Here is my fundamental critique of NatCon UK. In the US, the twin forces of ‘neoliberalism’ and mindless culture war grievances were intertwined. NatCon Miami was a revolt against both, with the combined beliefs labelled “boomer conservatism”. NatCon UK was the substitution of one half of boomer conservatism with the other. This isn’t to say that there aren’t insightful ways to fight the culture war. NatCon Miami included speeches detailing a model of success in reforming the administrative state, a keynote address detailing legal methods to combat ESG, a panel on combating far-left journalists, and many more. All I want from these panels are clear data points about the real world as it is, not as you want it to be. It can be as ideological or partisan as you want, that isn’t the problem. But at the end of the day, there has to be something to take away. Instead, here’s what we had:
There’s no conservative coalition without a fair portion of culture war. But this is more than a fair portion, and there’s more on different days. Detractors might say “Of course you would say that, you’re an autist who cares about machine learning and export controls”. In truth, there is a type of conservative with unconditional disdain for cultural principles that are worth standing for. But even NatCon UK speakers told me they believed there to be far too much culture war at this event. Moreover, without a substantive policy backing across the whole of government, there’s little reason to expect an aesthetically more “anti-woke” party to actually change the direction of government. All of these are obvious lessons to the American new right, inseparably intertwined with the critiques of “neoliberalism”. Once again, I cannot understate how well this was done at NatCon Miami. But for now, it seems the British NatCons have just wandered from one side of the desert to the other.

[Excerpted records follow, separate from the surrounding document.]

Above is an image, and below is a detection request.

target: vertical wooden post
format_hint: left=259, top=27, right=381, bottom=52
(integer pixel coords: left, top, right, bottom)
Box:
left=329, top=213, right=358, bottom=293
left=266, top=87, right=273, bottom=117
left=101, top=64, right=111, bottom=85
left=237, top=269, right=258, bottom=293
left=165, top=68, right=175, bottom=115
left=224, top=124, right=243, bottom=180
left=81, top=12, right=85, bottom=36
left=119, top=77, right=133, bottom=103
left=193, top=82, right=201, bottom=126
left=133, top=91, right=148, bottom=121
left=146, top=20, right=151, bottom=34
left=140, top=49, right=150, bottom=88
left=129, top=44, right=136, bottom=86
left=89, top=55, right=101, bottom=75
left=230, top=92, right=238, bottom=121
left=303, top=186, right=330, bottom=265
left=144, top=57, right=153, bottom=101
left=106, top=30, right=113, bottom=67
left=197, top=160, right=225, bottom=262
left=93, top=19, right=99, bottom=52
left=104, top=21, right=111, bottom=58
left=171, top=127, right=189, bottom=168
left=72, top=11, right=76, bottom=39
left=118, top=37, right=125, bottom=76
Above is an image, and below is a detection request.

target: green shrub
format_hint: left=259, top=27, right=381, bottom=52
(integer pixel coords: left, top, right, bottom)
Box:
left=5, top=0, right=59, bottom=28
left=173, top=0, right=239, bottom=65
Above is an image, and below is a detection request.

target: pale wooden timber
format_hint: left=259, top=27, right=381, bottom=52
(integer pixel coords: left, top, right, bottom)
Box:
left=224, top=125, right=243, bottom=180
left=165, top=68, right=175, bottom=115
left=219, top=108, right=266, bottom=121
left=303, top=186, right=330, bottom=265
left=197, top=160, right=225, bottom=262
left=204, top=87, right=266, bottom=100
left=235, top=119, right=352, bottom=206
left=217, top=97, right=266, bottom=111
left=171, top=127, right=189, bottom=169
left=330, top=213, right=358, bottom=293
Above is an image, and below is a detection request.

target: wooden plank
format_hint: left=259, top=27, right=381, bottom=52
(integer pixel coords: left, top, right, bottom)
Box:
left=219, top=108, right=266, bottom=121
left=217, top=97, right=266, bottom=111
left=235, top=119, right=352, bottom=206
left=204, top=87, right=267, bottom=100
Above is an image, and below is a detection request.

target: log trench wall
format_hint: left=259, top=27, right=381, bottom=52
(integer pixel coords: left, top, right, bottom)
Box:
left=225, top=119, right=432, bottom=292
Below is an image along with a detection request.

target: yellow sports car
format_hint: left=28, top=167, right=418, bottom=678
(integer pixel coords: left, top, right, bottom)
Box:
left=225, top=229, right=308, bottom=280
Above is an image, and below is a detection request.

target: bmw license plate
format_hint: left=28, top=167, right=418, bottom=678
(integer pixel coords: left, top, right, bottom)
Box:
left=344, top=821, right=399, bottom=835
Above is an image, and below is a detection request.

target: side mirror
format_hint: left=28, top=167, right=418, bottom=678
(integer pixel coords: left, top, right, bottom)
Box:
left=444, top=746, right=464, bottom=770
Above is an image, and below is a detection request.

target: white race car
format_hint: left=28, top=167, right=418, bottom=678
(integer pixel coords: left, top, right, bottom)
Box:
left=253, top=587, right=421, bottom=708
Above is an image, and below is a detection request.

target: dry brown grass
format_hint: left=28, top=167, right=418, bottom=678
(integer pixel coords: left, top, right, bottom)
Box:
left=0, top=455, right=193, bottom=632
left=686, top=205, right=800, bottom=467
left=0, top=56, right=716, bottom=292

P.S.: I didn’t find any place in the narrative to fit this, but the speech which changed my mind the most is friend of the newsletter Eric Kaufmann’s speech “In Defense of Particularistic Nationalism”. It was very well executed with a solid logical backbone.
Conservatism is more of a writing/speaking style than an actual agenda. "What are we actually conserving" = (classical) liberalism; the real battle is to define what that means.